THE BRIDGES OF LONDON

One of Slocombe’s favourite constructions in the City of London was built where a Roman wooden bridge once crossed the Thames.

Matthew Slocombe: London Bridge is fascinating to me as a building historian because it’s actually the point where the Romans crossed the Thames when they first arrived and set up London as one of their capital cities in the early years ofthe last millennium. The city has many passageways and alleys and small lanes. And these are all because actually it’s still a Medieval city as well at heart. And many of these roads are unchanged since their Medieval origin.

HORIZONTAL TO VERTICAL

From the year 2000, a skyscraper-building boom transformed London. Slocombe talks about some of the challenges of combining new buildings with old.

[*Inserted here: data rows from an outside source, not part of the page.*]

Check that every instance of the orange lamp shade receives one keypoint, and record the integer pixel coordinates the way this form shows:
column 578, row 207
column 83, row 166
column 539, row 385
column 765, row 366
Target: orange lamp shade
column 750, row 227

Matthew Slocombe: We’ve got lots of small-scale old buildings, which are lovely to spot as you walk along the street, but right up against them are the big landmarks, buildings like the shiny stainless steel Lloyds building. Another more recent ones, and the most famous probably, are the Gherkin by Norman Foster and then the Shard just south of the river, which is now London’s tallest building. These are famous landmarks already, but there is a tension that exists here. Some of these structures are really well designed, others are not. So there are quite a lot of tall buildings popping up that really aren’t of the same quality. London has always been a low-level city, very horizontal, not known like New York or other places for its tall buildings, but now controls have been relaxed, they’re springing up all over the place, and it is fundamentally changing the character of the place. Makes the small-scale old buildings look rather dwarfed and small in comparison.

THE CITY’S FUTURE

Many people are pessimistic about the future of London. However, Slocombe is optimistic and thinks the City will be transformed for the better.

Matthew Slocombe: In the past very, very few people have lived in the City itself. There are one or two desirable areas like the Barbican Centre, a post-war development that has been a very attractive and appealing place to live, but not much else. And I think that will shift now. So many more people are working from home part- or full-time and look at the City quite differently. So I think a trend for the future is probably more people moving back into the very centre to live right in the heart of London. And I think that’ll be a good thing. I think it’ll bring an all year-round life to the City that it’s sometimes lacked.

lord mayor

The current mayor of the City of London is William Russell. Among other tasks, his job is to serve as international ambassador for the UK’s financial and professional services sector. The Mayor of London is Sa​diq Khan. He is responsible for the strategic governance of Greater London including policing, transport, civil defence and economic development.